Im ganzen Flowtex-Komplex sei «kein weisses Geld» vorhanden gewesen, es habe keine legalen Einkünfte gegeben, führte die Anklage aus. Der Geschäftsführer sei jahrelang ein erfolgreicher Betrüger gewesen. Die Delinquenz seiner Ex-Frau habe am Tag seiner Verhaftung angefangen. Sofort habe sie begonnen, Vermögenswerte beiseitezuschaffen und zwar «mit einer stupenden Sicherheit und einer durchdachten Strategie». Ihre Hilflosigkeit sei nur gespielt, sie habe getan, wozu nur eine Überzeugungstäterin in der Lage sei und dabei eine «erstaunliche Chuzpe» an den Tag gelegt. «Sie wollte ihr Luxusleben ungerührt weiterführen», so der Staatsanwalt. Weil die Suche nach den Geldern zeitraubend und teuer gewesen sei, habe die Insolvenzverwaltung mit der Ex-Frau einen Vergleich geschlossen, den sie allerdings nicht einhielt: Für eine Entschädigung von 20 Millionen D-Mark verpflichtete sie sich, ihr Vermögen von 366 Millionen D-Mark an die Insolvenzbehörde zu übergeben.

Mit Millionen ins Engadin

Die Anklage schilderte weiter, dass das Ehepaar sich bemüht habe, bei Transaktionen möglichst keine Spuren zu hinterlassen. Der Flowtex-Geschäftsführer sei bei gutem Wetter immer wieder nach Samedan geflogen. Dabei habe er Plastiksäcke mit jeweils drei, vier Millionen D-Mark transportiert, die danach in St.
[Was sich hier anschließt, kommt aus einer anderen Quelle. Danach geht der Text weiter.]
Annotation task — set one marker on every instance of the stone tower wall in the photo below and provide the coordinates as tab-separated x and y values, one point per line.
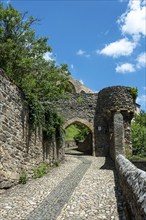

Moritz bar auf ein Konto einbezahlt wurden.

Die Frau habe auch die beiden Kinder in ihre Vermögensgeschäfte einbezogen. Die Angeklagte habe Anwälte beschäftigt, die mit juristischen Manövern die Geldwäscherei «als normales Alltagsgeschäft» erscheinen lassen sollten. «Nun steht eine ganze Familie mit ihrem Anwalt vor Gericht», fasste der Staatsanwalt zusammen. (sda)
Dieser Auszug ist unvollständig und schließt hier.